Seven years ago, almost every bride who wore a bridal gown also wore a headpiece or veil. The number has dropped to below 80% today. It isn’t just that Brides Magazine isn’t showing veils and headpieces, web sites and bloggers follow their lead. Sales are declining every year and will continue to decline without advice from someone.
Magazines,web sites, and bloggers all agree that you no longer have to wear a tuxedo if your bride is wearing a formal gown. Manufacturers and rental specialists exacerbate the problem with their own brand of stupidity. Eventually, rental tuxedos will be almost extinct,” according to Duhe.
The news is alarming to small business owners who rely on tuxedo rentals to sustain their families. Many say they’ve spent a lifetime to grow their business and service their market. But since the end of American manufacturing companies like after six and Lord West and ongoing consolidation and production shift to China and the growth of big box operators like Men’s Wearhouse, independent stores who still make up a significant part of the market, struggle to survive.
Traditional tuxedo users are finding the best stores in their area who update merchandise annually, provide excellent fittings and are able to quickly correct out-of-town measurements in a single visit. It’s doubtful whether the same customer will be able to fit themselves, have their event outfit arrive in a box and be satisfied with the results of online suppliers.

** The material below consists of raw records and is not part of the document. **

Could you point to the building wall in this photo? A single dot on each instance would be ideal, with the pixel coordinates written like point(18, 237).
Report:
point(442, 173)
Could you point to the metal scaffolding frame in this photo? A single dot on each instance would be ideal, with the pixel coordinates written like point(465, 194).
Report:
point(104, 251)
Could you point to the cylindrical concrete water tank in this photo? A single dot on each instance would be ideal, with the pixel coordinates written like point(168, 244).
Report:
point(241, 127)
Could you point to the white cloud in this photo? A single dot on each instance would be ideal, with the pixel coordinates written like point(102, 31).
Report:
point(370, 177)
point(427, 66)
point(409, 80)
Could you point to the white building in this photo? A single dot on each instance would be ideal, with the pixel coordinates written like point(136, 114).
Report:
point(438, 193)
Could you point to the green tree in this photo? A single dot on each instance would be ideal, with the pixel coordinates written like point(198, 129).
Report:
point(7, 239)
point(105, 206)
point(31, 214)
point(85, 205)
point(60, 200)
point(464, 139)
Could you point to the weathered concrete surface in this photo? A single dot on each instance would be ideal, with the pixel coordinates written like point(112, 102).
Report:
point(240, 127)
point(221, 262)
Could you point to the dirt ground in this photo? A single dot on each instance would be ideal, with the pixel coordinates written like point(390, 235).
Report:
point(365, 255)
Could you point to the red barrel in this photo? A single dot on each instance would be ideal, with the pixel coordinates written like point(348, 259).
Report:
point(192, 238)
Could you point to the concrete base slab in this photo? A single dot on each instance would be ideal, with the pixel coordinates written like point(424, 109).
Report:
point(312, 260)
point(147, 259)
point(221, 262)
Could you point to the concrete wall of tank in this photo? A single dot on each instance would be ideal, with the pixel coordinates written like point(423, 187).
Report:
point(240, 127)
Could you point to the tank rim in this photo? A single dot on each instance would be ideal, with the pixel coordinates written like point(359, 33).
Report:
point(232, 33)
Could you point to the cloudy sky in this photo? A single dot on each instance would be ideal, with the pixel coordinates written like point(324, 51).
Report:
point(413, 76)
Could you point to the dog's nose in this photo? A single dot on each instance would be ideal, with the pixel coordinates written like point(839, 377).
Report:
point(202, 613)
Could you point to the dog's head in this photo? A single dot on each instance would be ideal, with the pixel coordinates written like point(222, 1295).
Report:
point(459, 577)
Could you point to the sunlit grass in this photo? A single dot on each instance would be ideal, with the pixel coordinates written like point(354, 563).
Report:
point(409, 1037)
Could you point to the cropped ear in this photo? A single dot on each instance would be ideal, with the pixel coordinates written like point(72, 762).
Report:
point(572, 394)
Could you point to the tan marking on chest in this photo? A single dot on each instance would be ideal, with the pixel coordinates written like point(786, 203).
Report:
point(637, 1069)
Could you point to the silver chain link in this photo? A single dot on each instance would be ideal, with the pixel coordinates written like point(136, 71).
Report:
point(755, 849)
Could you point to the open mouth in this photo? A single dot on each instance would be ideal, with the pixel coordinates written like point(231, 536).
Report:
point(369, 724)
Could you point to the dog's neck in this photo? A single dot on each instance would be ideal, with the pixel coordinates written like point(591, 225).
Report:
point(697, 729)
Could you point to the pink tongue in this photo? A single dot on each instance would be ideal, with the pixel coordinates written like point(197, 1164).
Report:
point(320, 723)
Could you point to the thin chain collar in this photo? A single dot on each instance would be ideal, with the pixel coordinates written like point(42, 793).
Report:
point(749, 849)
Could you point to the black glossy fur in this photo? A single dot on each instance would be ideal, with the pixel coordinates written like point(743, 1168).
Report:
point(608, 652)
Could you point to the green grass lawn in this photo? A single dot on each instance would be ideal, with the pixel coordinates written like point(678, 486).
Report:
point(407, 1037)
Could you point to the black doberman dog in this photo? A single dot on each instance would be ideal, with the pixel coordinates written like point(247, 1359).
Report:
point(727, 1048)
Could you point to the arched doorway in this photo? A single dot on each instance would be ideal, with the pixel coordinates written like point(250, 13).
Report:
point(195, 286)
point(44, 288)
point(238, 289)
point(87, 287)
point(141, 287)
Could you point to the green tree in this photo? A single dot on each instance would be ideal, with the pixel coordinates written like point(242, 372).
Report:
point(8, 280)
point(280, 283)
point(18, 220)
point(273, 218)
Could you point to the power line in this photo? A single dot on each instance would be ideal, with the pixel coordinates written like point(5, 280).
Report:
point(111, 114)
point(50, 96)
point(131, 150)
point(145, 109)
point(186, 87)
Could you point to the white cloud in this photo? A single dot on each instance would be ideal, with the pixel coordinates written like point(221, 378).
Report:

Duhe, an avid supporter of tuxedo rentals, feels the lack of advertising also affects the decline of editorial support by all media sources. Others who support the idea are members of the Wedding Water Cooler group, including Sheryl Davies who has helped plan weddings in the Canadian market for years. Recent discussions with Davies said the changes taking place in wedding planning shows a more relaxed approach, away from formality and towards a more casual set of rules, including the use of tuxedos.
The next wave of competition for renting tuxedos, including to Men’s Wearhouse who capture over 40% of brick and mortar rentals, is felt to come from online rentals, trying to deliver garments to the groom and his men in time for their wedding. Some online suppliers feel they’ll be able to sidestep the logistical challenges by delivering products way in advance, allowing end-users to have corrections made locally– through independently owned stores they’re competing with– in reality. The idea sounds good on paper but remains to be seen if it will actually work, especially among a more mature market who still support traditional weddings and black tie affairs.